Here, we propose a smartphone-based optical fiber fluorescence temperature sensor. The liquid-core sensing probe is prepared by a simple, fast and cost-effective encapsulating method. The sensor uses the smartphone camera for fluorescence signal collection, and a user-friendly smartphone application for image processing and data analysis. All the optical components are integrated into a compact 3D-printed shell with a small size of 167 mm × 85 mm × 75 mm, and the sensing probe can be installed and replaced conveniently by the fiber flange on the shell. The whole system is compact and portable. Moreover, it can realize on-site detection, real-time monitoring and remote measurement. The proposed sensor provides a new solution for the optical fiber temperature detection.

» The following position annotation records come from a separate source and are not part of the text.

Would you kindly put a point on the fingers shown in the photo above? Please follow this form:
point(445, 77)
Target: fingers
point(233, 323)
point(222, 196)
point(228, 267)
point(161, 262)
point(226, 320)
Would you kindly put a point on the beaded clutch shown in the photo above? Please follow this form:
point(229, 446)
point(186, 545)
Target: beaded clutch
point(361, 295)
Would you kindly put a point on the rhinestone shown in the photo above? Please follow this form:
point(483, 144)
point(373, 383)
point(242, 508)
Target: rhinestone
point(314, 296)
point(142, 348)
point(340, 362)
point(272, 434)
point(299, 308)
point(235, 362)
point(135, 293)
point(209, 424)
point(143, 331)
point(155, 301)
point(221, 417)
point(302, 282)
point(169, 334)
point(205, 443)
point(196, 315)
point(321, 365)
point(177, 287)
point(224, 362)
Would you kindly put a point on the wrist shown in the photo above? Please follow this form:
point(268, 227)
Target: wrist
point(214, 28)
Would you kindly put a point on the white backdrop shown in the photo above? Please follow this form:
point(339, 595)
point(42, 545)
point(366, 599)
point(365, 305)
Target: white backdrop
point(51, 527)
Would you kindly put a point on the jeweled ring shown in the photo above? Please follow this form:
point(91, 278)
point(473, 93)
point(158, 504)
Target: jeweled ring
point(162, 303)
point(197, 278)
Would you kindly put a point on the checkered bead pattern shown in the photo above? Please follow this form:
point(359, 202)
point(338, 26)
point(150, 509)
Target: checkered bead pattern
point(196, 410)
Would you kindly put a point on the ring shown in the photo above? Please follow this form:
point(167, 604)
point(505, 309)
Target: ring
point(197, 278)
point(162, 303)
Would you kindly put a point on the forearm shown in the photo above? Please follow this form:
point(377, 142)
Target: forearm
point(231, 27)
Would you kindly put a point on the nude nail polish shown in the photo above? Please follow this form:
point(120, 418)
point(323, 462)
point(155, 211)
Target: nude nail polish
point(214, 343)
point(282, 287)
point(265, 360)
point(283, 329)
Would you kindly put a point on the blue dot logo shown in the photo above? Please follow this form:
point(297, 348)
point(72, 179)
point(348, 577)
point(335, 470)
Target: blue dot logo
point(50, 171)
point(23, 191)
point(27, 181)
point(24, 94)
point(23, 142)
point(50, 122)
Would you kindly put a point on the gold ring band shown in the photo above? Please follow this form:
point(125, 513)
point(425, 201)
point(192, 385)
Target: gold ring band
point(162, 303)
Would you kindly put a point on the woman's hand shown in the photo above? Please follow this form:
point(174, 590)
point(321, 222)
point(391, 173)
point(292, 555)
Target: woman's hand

2. Sensing Probe Preparation and Sensor Construction
2.1. Sensing Probe Preparation
The preparation of the fluorescence sensing probe refers to our previous work [25], as exhibited in Figure 1a. Briefly, a steel capillary with an internal diameter of 0.9 mm, outer diameter of 1.1 mm and length of 80 mm is first immersed into the temperature sensitive solution, which can be filled into the steel capillary through the capillary effect. Then, one end of the capillary is coated with UV curing glue and exposed under a UV lamp for 5 min for sealing. After that, an optical fiber (Scitlion, China) with a core diameter of 105 μm, cladding diameter of 125 μm and protective sleeve diameter of 0.9 mm after end face cleavage is inserted into the other end of the capillary with an insertion ratio of 1/4, and finally sealed also using the UV curing glue after 5 min of UV light exposure. Figure 1b depicts the sensing probe prepared, utilizing the aforementioned procedures. Here, the temperature sensitive solution is Rhodamine B (RhB). Its absorption and emission spectra are shown in Figure 1c, which determines the excitation wavelength of the light source and the passband range of the filter.
2.2. Sensor Construction
The schematic of the smartphone-based optical fiber fluorescence temperature sensor used for fluorescence signal excitation and collection is shown in Figure 2a. The reflective-mode system owning a parallel configuration makes it compact and easy for remote and on-site detection. A small 405 nm fiber-coupled semiconductor laser (Haoran Optics, China) with an output power of 3 mW driven by two AA batteries is employed as the excitation light source. A smartphone (Huawei P20 Pro, China) is adopted for fluorescence signal collection and data analysis. A 500 nm long-pass filter (FEL0500, Thorlabs, Newton, NJ, USA) is placed in front of the smartphone camera to reduce the impact of the excitation light. Both the laser and the smartphone camera are connected to the sensing probe via a 2 × 1 fiber coupler with a coupling ratio of 50/50, where the two ports are connected to the laser and smartphone camera, and the one port is connected to the sensing probe. The laser, batteries, filter, fiber coupler, and smartphone are integrated into a handheld holder made of a 3D-printed shell. Additionally, a ferrule connector (FC) fiber flange is present on the shell for simple sensing probe replacement. The sensor is rather compact, only with a size of 167 mm × 85 mm × 75 mm, as shown in Figure 2b,c. It is handheld and powered by inner batteries, indicating that it is a potential temperature measurement tool for on-site application.
2.3. Software Design
The wavelength range of the RhB fluorescence emission spectrum is from 500 nm to 600 nm, including the green channel signal (G) and red channel signal (R). A self-referenced signal ratio method of G/R is adopted to measure the temperature, which has a self-calibration ability to reduce the interference caused by environmental factors. The temperature-sensitive fluorescence signal detection and data analysis are implemented on the smartphone. Figure 3a shows the flow chart of the fluorescence signal detection algorithm. First, the image of the fluorescence signal is captured by the smartphone camera, which appears as a spot on a black background. Next, the fluorescence spot is recognized from the captured image based on the threshold segmentation. Then, the fluorescent spot image is divided into an R channel and G channel through RGB color channel separation. Finally, for each channel, the fluorescence intensity is defined as the sum of the fluorescence intensity at each pixel divided by the pixel number within the recognized fluorescence spot.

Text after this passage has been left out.